History to retell Sept. 11, WWII

New projects will present events with a fresh take

Cable network History is retelling the stories of two landmark events in America's past -- World War II and Sept. 11 -- from a fresh perspective.

The network has greenlighted a 10-part series, "WW II HD," for 2009 that will make use of 3,000 hours of restored color archival footage and hundreds of pages of unpublished diaries and journals to create what History said will be one of its most ambitious projects ever.

Meanwhile, the network has culled together amateur and professional footage shot on Sept. 11 for "102 Minutes That Changed America," a 102-minute special that will retell the events of that morning in real time.

"WW II HD," which History said will be "visually astonishing," will follow the experiences of a handful of men as their paths cross throughout the war. Their own words will be read by known talent, though the names will be announced at a later date. The goal is to present the events of the war "not as detached historical facts but rather as profound experiences on the level of a great Hollywood epic," the network said.

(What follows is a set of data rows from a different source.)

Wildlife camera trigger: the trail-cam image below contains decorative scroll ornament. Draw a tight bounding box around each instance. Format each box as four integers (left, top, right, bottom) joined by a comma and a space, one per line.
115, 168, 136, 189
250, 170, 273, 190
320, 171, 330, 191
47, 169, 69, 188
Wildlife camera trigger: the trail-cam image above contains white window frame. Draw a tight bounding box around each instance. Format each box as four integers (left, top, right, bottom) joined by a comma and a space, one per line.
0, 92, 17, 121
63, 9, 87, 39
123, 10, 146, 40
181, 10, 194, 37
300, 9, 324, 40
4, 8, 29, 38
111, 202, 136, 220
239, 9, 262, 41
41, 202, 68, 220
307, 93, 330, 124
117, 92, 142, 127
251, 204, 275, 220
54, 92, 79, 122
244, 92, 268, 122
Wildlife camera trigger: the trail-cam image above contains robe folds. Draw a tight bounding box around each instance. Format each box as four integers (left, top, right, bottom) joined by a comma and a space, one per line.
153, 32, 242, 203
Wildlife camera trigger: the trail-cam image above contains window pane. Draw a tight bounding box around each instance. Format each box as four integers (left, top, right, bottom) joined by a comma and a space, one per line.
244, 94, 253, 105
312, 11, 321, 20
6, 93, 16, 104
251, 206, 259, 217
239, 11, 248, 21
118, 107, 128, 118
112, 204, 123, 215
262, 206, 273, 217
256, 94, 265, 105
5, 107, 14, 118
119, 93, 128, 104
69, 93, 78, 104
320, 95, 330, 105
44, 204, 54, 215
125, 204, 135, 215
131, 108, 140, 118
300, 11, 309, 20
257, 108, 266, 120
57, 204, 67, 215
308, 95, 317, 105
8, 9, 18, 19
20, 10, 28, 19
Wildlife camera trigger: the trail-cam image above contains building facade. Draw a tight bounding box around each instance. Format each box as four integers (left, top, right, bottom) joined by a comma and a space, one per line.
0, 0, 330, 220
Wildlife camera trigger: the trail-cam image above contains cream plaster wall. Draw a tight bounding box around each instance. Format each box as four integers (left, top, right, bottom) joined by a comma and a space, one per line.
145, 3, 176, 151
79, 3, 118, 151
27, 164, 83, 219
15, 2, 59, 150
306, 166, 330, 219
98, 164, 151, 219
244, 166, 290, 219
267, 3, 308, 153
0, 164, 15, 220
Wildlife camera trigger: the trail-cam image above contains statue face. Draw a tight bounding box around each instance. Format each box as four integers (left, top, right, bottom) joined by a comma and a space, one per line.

"This is History at its core," executive vp and GM Nancy Dubuc said. "We are committed to preserving our heritage, and the remarkable digital technology of 'WW II HD' will go a long way in ensuring that we never forget the sacrifice made by the Greatest Generation."

The series, executive produced by Lou Reda and Scott Reda, also will blend contemporary HD footage as well as a 5.1 Dolby "soundscape" to "help create an experience that is clearer and more immediate than anything ever before seen on World War II." In addition, History will incorporate original Library of Congress audio recordings from the war into the series as part of their recently formed multimedia partnership.

"102 Minutes," premiering without commercial interruption at 9 p.m. Sept. 11, will feature footage from more than 100 individual sources pieced together in chronological order, without narration, to provide what History is calling a "seamless historical record of that day," from bewilderment and confusion to comprehension of what was taking place.

For example, the videographers include two confused, terrified New York University seniors in a high-rise dormitory just blocks from the World Trade Center who started shooting the smoking North Tower after it was hit by the first plane and then captured the second plane hitting the South Tower.